BEAR RIVER, N.S. – Justine Kerr’s artistic journey brought her across an ocean, and in more recent years, onto a more sacred path where spirit, paint and vision collide.
Kerr received her Bachelor of Fine Arts with a specialty in sculpture from Dundee University in Scotland in 1998, but her journey to Nova Scotia began as an exchange student back in 1994 when she attended the Nova Scotia College of Art & Design for two semesters.
“I was only meant to stay for one semester but I loved it so much, I stayed for two,” Kerr said.
She said the world was open to her when looking at exchange possibilities, however, her abilities in foreign languages were “extremely limited.
“I had already visited America but never Canada. Students were raving about NSCAD, and how friendly Nova Scotians were, so that inspired me to apply and I was accepted upon review of my portfolio,” Kerr said.
She describes her training at Dundee as “rigorous” with many late-nights completing projects.
“Projects had to be submitted frequently, but it was so exciting being surrounded by dedicated art students,” Kerr said.
Kerr also had the additional challenge of having two young children while she was completing her degree.
“That definitely challenged me in all areas of my life; if it doesn’t kill you, it makes you stronger,” Kerr said. “For my degree show, I created work about being pregnant and I was so very proud of the stone carvings I created.”
While Kerr’s work has been exhibited provincially and nationally her favourite memory of showing of her work is her graduation show when she was still working in stone.
“I had made a very pregnant belly figure with a phallus coming out of the neck,” Kerr said. “I just happened to voyeuristically witness a woman, who was immensely pregnant stand right in front of my stone carving and she was transfixed by my sculpture.
“The two of them were in this magical love moment together and she didn’t know that I was watching. I felt so very honoured to see this magic as she fell in love with my work and bought the piece.”
Kerr's website describes her work as the interdependence of the human body melding with the land. “The images are inspired by personal experiences. These are animals, women and anthropomorphic forms such as flowers.”
While she’s now been creating for 26 years, in the last 16 of those, Kerr has also been delving into Shamanic, earth-based practice.
“Most recently for a couple of years, Native Spiritualty, learning and healing myself through sweat lodge, sacred fires with very specific prayers, connecting to the land, nature and animals,” Kerr said.
Kerr said many of her recent works have arrived through visions which she then paints.
“I painted a vision as a gift for the picturesque town I live in, Bear River. It’s an 8x8 foot mural entitled, Reaching for the Stars.”
That mural was showcased on the exterior wall of the Cherry Brook shop, but has now been taken down for the winter. In the spring, Kerr hopes it will find a new home.
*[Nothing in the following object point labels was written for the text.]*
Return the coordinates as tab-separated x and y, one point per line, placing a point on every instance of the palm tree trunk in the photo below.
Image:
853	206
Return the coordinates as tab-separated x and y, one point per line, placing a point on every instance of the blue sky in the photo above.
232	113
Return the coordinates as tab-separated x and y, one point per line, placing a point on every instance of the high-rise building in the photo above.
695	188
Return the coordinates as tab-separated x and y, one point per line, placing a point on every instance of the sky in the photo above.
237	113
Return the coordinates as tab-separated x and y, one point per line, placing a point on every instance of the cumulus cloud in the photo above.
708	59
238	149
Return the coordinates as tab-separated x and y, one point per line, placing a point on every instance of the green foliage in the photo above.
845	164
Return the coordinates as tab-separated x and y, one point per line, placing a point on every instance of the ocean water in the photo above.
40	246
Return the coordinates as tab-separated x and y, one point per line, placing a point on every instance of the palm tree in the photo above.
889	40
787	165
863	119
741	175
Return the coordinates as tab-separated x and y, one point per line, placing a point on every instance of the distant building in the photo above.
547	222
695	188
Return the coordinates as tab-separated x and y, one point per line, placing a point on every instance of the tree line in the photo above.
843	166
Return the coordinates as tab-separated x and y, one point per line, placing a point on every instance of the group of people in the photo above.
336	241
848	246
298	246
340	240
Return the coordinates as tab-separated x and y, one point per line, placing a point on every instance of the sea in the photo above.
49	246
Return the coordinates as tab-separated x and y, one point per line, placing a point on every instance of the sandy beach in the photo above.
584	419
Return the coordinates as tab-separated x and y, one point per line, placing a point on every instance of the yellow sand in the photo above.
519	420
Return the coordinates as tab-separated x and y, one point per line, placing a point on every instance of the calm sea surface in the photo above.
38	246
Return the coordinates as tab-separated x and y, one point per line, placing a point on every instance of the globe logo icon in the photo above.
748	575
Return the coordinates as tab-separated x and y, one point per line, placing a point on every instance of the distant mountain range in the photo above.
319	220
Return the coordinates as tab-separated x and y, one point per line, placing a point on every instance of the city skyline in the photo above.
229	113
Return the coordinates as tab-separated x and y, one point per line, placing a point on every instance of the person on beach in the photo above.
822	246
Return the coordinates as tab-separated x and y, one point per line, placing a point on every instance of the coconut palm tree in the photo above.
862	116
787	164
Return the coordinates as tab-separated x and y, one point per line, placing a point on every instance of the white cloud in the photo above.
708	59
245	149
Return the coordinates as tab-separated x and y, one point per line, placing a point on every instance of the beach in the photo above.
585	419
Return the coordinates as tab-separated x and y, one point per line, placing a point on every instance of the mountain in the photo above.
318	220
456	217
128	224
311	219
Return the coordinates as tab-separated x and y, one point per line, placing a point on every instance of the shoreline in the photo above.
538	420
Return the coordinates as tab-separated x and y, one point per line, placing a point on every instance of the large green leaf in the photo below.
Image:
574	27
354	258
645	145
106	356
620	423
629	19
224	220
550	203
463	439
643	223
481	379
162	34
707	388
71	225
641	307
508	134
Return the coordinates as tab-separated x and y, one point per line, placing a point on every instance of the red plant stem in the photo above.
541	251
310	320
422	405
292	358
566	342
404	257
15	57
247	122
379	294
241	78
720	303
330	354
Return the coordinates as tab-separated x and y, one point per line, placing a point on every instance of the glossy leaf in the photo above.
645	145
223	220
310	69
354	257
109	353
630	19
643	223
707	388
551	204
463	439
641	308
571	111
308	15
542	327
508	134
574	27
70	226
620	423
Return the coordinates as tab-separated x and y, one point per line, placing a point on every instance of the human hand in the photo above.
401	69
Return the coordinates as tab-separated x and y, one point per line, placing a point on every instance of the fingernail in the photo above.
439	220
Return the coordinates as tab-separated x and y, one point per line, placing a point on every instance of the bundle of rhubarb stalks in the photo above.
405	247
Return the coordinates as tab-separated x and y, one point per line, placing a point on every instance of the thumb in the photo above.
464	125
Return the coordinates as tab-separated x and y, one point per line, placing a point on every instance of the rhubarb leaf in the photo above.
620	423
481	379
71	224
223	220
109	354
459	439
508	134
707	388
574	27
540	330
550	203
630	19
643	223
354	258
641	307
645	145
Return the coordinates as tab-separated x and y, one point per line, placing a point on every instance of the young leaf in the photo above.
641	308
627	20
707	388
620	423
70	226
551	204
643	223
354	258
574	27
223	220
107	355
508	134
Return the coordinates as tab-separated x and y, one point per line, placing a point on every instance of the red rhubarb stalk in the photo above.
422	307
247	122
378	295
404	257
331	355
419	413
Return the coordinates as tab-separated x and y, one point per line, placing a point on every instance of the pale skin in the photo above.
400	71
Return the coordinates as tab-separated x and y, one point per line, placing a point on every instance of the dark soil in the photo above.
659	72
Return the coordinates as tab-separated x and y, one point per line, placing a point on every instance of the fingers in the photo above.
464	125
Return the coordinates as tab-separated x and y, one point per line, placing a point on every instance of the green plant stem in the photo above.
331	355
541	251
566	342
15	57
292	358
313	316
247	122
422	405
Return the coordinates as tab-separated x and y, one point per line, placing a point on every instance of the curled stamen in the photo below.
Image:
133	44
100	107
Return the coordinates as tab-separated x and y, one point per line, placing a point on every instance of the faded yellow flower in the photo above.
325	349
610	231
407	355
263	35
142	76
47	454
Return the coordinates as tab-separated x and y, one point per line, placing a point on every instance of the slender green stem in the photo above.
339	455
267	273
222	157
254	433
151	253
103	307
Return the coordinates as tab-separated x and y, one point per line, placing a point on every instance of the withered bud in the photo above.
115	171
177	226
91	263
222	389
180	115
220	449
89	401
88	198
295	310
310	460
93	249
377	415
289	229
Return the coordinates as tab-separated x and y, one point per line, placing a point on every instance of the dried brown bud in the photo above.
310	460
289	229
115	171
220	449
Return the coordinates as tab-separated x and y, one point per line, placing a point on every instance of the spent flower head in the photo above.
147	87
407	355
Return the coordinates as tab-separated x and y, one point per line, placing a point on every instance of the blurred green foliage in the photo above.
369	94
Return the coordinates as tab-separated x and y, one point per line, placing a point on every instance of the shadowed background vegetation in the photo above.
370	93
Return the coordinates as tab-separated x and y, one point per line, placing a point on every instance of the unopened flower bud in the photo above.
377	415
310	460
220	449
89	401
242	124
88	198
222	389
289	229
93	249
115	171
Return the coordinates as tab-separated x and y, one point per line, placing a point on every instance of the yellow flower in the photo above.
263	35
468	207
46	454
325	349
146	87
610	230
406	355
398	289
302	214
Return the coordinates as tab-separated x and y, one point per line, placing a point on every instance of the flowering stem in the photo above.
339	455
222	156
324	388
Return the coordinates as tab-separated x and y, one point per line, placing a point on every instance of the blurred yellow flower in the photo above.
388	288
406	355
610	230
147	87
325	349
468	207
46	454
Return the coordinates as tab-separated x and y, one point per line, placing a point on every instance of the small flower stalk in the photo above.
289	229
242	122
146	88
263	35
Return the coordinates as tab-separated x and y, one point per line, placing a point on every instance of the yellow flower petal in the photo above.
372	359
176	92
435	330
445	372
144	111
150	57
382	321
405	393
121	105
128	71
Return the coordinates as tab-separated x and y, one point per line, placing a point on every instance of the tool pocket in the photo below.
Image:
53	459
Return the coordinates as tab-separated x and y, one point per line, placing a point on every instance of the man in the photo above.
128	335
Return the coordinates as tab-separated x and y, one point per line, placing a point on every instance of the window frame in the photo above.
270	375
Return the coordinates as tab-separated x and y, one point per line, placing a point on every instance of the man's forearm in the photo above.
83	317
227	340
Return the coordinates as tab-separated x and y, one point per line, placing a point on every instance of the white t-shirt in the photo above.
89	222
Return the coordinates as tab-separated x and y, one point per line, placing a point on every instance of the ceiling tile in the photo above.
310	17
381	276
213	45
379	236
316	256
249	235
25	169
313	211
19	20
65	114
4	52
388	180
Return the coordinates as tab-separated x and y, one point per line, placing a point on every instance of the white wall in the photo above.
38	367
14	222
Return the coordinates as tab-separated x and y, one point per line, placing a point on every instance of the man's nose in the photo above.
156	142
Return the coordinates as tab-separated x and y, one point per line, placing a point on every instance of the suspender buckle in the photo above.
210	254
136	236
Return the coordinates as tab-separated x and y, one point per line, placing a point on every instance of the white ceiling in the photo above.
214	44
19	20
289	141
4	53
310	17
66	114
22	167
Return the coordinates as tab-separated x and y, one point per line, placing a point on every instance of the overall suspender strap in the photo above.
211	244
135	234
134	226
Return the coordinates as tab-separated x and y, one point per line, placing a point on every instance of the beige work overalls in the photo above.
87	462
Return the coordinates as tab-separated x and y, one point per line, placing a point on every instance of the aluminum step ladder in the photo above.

After immigrating to Nova Scotia, Kerr began sharing her love and passion for art with “wayward youth” in Cape Breton 21 years ago. For the last 15 years, she has delivered several hundred to children and adult participants.
“I have been given a gift to share my artistic skills,” Kerr said. “I really enjoy it.”
While her degree specialty was sculpture, she now works and teaches primarily in acrylics, and sometimes with collage.
“I choose to work in paint because it is physically easier on my body and I can do it in my house,” Kerr said.
Since 2015, Kerr has made her home in Bear River. She’ll be sharing her time and talent in an upcoming painting workshop over two days at the Oakdene Centre in Bear River on Feb. 3 and 4, and it promises to be a rich, artistic experience, starting with a meditative practice.
“We start with a meditation to move us into that side of the brain that allows us to relax, moving into our hearts more for expansion of self, to allow us to relax into play, into the joy of making marks and colour,” Kerr’s workshop outline promises.
Kerr said she began using meditation for her own process and found it worked so well, she started to integrate it into her workshops.
“I did it initially for my own self, to relax and ground me into the space,” Kerr said. “It helped me so much I thought I’d experiment on my students. They all loved it from wee children to youth and adults so I continued on with it as part of my teaching process.”
No level of artistic experience is necessary to attend and the day also includes a lunch, partially created by Kerr’s husband, George Rizsanyi who she says makes “the most delicious bread”.
Participants will also leave with at least one finished piece at the end of the day. While Kerr says others may achieve more, her focus will be on the process.
“For me it’s about learning more about who we are, where are we from, what makes our hearts stir with delight, what we love, how we can love ourselves more deeply through this creative process one brush stroke at a time.”